Department of Cardiology, The First Affiliated Hospital of Sun Yat-sen University, Guangzhou 510080, China.
Acta Biochim Biophys Sin (Shanghai). 2011 Nov;43(11):857-66. doi: 10.1093/abbs/gmr087. Epub 2011 Oct 6.
Mesenchymal stem cells (MSCs) have been extensively applied for the restoration of cardiomyocytes loss after acute myocardial infarction (AMI). However, the optimal therapeutic efficacy of MSCs in ischemic heart diseases has been hampered by their poor survival and low differentiated rates. Therefore, the improvement of MSC survival and differentiated rates is warranted and critical for the efficacy of MSCs in AMI. In this paper, MSCs isolated from rat inguinal fat tissues were termed as adipose-derived mesenchymal stem cells (ASCs), and the fourth passage of ASCs was pre-specified by co-culturing with cardiomyocytes in a transwell system termed as co-ASCs. Fourteen days later, GATA-4 (a transcription factor) and cardiac troponin-I were detected by cellular immunofluorescence. Atorvastatin (Ator group) or vehicle (control group) was administrated for the first 24 h after AMI production in rats. Fourteen days later, inflammatory parameters and cardiac function were evaluated. The other surviving rats were injected with a total of 1 × 10(6) co-ASCs/100 μl phosphate-buffered saline (PBS), 1×10(6) ASCs/100 μl PBS, or 100 μl PBS. Twenty-eight days after cell injection, survival and differentiated rates of transplanted cells and cardiac function were evaluated. The percentage of GATA-4 expression in co-ASCs was 28.5% ± 5.6% and of cardiac troponin-I was 22.8% ± 3.2%. Compared with the control group, the number of infiltrating inflammatory cells, myeloperoxidase activity, inflammatory cytokines (VCAM-1, TNF-α, Hs-CRP) mRNA expression, and Bax protein expression were significantly reduced in the three Ator groups, accompanied by a significant improvement of Bcl-2 protein expression and cardiac function (P< 0.05). Compared with the Ator2 + ASCs group and Con + co-ASCs group, the number of 4-6-diamidino-2-phenylindole-stained cells and cardiac troponin-I-positive transplanted cells, concomitant with cardiac function, were improved most prominently in the Ator3 + co-ASCs group (P< 0.05). Pre-amelioration of the cardiac milieu, in conjunction with pre-specification of ASCs, was beneficial for enhancing ASCs' therapeutic efficacy on cardiac function after AMI.

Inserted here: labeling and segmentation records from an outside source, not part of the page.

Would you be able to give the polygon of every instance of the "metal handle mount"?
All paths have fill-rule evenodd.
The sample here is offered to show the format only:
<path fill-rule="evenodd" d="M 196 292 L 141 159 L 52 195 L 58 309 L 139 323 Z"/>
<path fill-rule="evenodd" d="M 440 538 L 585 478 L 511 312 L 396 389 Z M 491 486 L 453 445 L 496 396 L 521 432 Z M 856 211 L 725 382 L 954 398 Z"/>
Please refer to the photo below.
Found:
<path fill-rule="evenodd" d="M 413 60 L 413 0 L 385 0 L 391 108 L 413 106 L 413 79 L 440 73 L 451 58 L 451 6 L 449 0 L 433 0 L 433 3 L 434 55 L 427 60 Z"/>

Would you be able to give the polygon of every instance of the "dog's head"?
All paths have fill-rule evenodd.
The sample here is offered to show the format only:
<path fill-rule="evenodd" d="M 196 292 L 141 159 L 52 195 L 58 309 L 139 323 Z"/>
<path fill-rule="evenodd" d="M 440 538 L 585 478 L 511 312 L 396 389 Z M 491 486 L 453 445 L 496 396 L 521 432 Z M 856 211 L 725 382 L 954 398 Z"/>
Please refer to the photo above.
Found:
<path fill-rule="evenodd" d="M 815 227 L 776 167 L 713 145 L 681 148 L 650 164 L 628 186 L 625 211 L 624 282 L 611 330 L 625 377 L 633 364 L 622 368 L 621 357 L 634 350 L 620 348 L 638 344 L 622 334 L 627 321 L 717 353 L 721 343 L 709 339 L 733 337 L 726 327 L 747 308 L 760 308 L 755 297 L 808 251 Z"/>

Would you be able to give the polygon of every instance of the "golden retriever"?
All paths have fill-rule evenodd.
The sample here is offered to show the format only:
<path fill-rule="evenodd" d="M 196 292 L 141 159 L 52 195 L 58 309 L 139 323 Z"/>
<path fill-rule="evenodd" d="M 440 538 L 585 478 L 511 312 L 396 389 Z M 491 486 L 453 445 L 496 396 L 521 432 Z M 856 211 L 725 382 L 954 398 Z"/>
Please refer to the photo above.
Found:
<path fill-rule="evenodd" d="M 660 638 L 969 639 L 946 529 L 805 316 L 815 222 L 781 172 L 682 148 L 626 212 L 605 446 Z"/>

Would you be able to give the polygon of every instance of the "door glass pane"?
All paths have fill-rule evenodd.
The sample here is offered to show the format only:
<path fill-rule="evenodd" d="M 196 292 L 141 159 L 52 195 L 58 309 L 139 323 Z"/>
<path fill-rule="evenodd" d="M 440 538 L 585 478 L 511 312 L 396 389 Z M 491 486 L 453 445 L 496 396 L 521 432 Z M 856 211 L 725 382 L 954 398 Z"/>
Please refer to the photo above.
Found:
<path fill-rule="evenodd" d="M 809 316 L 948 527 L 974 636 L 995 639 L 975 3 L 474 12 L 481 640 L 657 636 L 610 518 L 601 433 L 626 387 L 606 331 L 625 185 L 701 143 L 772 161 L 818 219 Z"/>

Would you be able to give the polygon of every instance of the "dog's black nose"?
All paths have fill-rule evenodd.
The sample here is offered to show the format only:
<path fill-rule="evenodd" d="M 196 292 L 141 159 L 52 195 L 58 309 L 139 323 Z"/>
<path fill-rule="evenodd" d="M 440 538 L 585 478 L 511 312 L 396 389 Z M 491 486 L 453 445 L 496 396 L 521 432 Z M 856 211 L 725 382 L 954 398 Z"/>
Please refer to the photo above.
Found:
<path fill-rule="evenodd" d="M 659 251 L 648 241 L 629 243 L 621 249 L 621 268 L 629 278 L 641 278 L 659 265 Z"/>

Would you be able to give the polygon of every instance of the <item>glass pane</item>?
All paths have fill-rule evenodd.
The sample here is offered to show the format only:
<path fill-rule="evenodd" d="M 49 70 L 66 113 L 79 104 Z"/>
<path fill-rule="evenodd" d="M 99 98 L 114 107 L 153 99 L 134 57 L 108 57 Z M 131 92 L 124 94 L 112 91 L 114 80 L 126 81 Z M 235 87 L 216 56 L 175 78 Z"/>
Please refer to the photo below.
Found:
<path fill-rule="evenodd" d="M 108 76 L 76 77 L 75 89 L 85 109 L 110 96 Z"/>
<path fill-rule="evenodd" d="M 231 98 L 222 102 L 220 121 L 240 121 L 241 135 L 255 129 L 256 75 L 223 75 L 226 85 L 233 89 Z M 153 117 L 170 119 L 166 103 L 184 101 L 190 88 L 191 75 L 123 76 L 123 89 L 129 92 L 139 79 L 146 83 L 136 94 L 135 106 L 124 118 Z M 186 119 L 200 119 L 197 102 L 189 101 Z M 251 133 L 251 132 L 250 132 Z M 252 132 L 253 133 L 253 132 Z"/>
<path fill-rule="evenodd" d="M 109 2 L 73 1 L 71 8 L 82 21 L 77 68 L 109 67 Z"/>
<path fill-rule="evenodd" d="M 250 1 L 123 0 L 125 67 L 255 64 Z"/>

间充质干细胞(MSCs)已被广泛应用于修复急性心肌梗死(AMI)后心肌细胞的丢失。然而,MSCs 在缺血性心脏病中的最佳治疗效果受到其存活率低和分化率低的限制。因此,提高 MSC 的存活率和分化率对于提高 MSCs 在 AMI 中的疗效是必要的和关键的。在本文中,从大鼠腹股沟脂肪组织中分离的 MSCs 被称为脂肪间充质干细胞(ASCs),并通过在 Transwell 系统中与心肌细胞共培养来预先指定第四代 ASCs(共 ASCs)。14 天后,通过细胞免疫荧光检测 GATA-4(一种转录因子)和心肌肌钙蛋白 I。在大鼠 AMI 产生后 24 小时内,阿托伐他汀(阿托伐他汀组)或载体(对照组)给药。14 天后,评估炎症参数和心功能。其余存活的大鼠分别注射总共 1×10(6)个共 ASCs/100 μl 磷酸缓冲盐水(PBS)、1×10(6)个 ASCs/100 μl PBS 或 100 μl PBS。细胞注射后 28 天,评估移植细胞的存活率、分化率和心功能。共 ASCs 中 GATA-4 表达的百分比为 28.5%±5.6%,心肌肌钙蛋白 I 的百分比为 22.8%±3.2%。与对照组相比,三个阿托伐他汀组的浸润性炎症细胞数量、髓过氧化物酶活性、炎症细胞因子(VCAM-1、TNF-α、Hs-CRP)mRNA 表达和 Bax 蛋白表达均显著降低,Bcl-2 蛋白表达和心功能显著改善(P<0.05)。与阿托伐他汀 2+ASCs 组和对照+共 ASCs 组相比,阿托伐他汀 3+共 ASCs 组的 4-6-二脒基-2-苯基吲哚染色细胞数量和心肌肌钙蛋白 I 阳性移植细胞数量以及心功能改善最为显著(P<0.05)。心脏环境的预先改善,结合 ASCs 的预先指定,有利于提高 ASCs 在 AMI 后改善心功能的治疗效果。